It's $60 a year and you have to do a shooting test to show you can hit what you're aiming at and a training day where you learn safety, navigation and what they are all about. 

Sent from my SM-G900I using Tapatalk


----------



## kitten_pheonix (Jun 10, 2014)

It honestly looks like the bred traits in the dogs are dissapearing and they are going back to wolves. 
Which is not as dumb as it sounds.
A short bit on the silver fox study in russia, they are breeding foxes based on traits such as seeks human company etc, in a few generations they start to get floppy ears, wag there tails, get more colours etc. 
It would only take a few generations for these wild dogs to go back to a close to wolf state. The grey one is really showing a wolf colour. 
(Beautiful but shouldnt be here)


----------



## moosenoose (Jun 10, 2014)

I do think of the puppies, the kittens, the piglets & all those other feral things out there. I particularly like the little pigs...delicious!!  Haven't tried puppy yet :lol:


----------



## beastcreature (Jun 17, 2014)

I'm curious for those who shoot feral dogs whether you distinguish a difference between Dingoes & feral dogs that have come from domestic stock or whether you shoot regardless?


----------



## champagne (Jun 17, 2014)

beastcreature said:


> I'm curious for those who shoot feral dogs whether you distinguish a difference between Dingoes & feral dogs that have come from domestic stock or whether you shoot regardless?
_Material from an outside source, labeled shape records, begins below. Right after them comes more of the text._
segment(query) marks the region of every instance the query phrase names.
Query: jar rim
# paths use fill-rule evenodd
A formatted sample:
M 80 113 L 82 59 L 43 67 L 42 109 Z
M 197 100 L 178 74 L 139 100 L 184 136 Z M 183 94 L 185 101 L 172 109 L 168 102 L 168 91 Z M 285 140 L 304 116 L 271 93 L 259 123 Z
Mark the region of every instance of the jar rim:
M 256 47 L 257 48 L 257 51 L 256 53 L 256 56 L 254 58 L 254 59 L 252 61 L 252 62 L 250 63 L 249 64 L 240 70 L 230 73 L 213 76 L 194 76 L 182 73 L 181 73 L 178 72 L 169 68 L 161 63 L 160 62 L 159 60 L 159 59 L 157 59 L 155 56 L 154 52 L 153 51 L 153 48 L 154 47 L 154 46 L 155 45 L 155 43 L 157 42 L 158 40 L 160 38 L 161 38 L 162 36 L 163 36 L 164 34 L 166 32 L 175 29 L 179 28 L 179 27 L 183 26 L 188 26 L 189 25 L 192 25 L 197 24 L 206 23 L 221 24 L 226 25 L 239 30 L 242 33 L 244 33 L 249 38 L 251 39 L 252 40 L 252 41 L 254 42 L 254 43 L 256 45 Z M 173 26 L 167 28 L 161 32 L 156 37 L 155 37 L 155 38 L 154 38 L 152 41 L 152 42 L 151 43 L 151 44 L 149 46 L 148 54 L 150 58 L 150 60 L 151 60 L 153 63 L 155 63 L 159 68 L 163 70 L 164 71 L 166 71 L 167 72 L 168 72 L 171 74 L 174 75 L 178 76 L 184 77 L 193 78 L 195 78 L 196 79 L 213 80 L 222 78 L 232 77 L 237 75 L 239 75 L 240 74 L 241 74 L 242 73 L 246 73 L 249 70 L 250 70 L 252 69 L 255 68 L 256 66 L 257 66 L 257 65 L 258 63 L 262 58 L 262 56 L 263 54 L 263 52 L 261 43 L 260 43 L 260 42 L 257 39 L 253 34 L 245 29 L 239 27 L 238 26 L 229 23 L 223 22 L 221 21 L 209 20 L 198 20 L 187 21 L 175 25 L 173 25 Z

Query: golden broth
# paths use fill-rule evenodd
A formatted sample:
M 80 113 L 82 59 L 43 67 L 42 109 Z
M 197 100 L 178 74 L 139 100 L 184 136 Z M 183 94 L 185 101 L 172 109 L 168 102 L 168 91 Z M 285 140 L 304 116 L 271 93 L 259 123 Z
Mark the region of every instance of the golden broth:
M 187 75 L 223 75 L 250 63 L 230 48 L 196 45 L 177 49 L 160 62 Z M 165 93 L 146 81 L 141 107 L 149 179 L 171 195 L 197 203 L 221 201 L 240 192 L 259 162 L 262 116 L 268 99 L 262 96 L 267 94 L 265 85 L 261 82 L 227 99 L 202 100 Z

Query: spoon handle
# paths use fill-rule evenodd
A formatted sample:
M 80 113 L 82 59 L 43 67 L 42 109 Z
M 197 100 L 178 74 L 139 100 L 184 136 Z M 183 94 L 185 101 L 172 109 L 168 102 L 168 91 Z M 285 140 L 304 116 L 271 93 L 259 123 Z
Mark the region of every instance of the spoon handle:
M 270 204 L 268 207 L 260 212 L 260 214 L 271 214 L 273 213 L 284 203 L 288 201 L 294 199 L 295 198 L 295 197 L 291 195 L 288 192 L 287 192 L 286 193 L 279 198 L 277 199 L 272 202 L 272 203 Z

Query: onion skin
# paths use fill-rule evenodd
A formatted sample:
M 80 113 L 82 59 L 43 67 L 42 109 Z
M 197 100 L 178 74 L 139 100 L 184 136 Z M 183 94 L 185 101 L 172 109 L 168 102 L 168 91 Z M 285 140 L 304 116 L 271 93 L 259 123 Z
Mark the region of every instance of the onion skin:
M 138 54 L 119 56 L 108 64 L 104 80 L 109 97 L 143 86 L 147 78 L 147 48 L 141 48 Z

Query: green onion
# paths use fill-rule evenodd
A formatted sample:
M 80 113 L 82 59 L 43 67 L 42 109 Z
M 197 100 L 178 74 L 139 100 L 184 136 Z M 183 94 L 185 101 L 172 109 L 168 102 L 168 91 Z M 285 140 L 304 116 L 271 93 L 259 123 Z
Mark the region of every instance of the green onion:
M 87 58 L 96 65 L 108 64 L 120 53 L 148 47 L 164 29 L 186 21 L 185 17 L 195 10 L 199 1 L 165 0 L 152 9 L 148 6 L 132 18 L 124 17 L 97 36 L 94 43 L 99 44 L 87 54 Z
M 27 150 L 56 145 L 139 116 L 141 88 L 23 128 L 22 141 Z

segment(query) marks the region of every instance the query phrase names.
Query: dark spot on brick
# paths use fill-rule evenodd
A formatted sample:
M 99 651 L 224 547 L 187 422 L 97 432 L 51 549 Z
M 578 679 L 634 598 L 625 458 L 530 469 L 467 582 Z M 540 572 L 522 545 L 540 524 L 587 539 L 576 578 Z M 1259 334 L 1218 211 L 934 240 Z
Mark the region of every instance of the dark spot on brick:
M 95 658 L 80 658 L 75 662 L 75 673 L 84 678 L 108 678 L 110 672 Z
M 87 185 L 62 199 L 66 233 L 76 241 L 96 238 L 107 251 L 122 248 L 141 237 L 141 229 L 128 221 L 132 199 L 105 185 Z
There are very few pure dingos left on main land australia and any dog seen is shoot.


----------



## beastcreature (Jun 17, 2014)

champagne said:


> There are very few pure dingos left on main land australia and any dog seen is shoot.



Hypothetically if there were a 'safe' number of pure Dingoes left?


----------



## baker (Jun 17, 2014)

beastcreature said:


> Hypothetically if there were a 'safe' number of pure Dingoes left?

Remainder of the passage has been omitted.